Creative All Star: Pierre Lipton

There are any number of origin stories in which individuals happen into the realm of advertising/media by sheer chance. Pierre Lipton’s is not one of them.

“I desperately, desperately, desperately wanted to break into this industry,” he says. 

Lipton’s interest was piqued by an uncle who worked as a VP for a large firm and may or may not have exaggerated his own professional achievements. “He’ll deny it, but he told me that he invented Tony the Tiger. Everything he said filled me with a romantic notion of the industry,” Lipton recalls. Even with a family member in the biz, however, he had a tough time wedging his foot in the door: “I took night classes for three years while managing restaurants.”

One of Lipton’s teachers, however, was gruff industry legend Sal DeVito. When Lipton approached DeVito with a handful of ads he’d created that had been eviscerated by another instructor, DeVito’s response gave him his first true encouragement. “He looked at them and said, ‘These aren’t bad,’” Lipton recalls with a laugh. “That pretty much led to my career.”

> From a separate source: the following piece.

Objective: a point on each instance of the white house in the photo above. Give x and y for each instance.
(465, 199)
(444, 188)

Before joining 360i as chief creative officer, Lipton held the same role at M&C Saatchi and worked at AKQA, BBDO and Fallon. But for all his professional successes, he doesn’t forget his formative years in -— or, more accurately, just outside — the business. “One of the things I look for in talent is hustle,” he says. “I value hustle above all else. Behind every great piece of work is somebody who pushed it over the hump more than once.”

This philosophy distinguishes him from many of his similarly situated peers, as does his belief that creatives “shouldn’t have their own style.” Allow him to explain: “I love finding a brand’s tone. I love searching for the truth of a brand,” Lipton says. “When you impose your own tone or voice, you’re not truly listening to what the brand is about… If we’re not careful, we become victims of our own success. If something works, we do it again and again.”

Which is what makes 360i’s recent work on behalf of known entities like Lean Cuisine and Oscar Mayer so smart and effective. For the former, 360i asked women how they wanted to be “weighed” in life and compiled the responses in a video; later, the firm created an art installation in Grand Central Station, featuring a host of scales, around the concept. For Oscar Mayer, 360i devised the “Sizzl” dating app, which sought to forge love connections between bacon aficionados.

Sizzl wasn’t simply a lark. “People’s relationship with higher-quality bacon is very personal. We thought that people who take bacon seriously would have other things in common,” Lipton explains, before shifting tone and adding, “Who can get tired of bacon on the Internet? It’s like cat videos on YouTube.”

Lipton’s only frustration? A finite number of hours in the day. “The only enemy is time,” Lipton says. “I always leave the office feeling like I’ve left fruit on the ground. That’s the problem with being ambitious: Even though we’ve gone from A to B to C to D as an agency, once we get to G we’re still going to be focusing on the horizon.”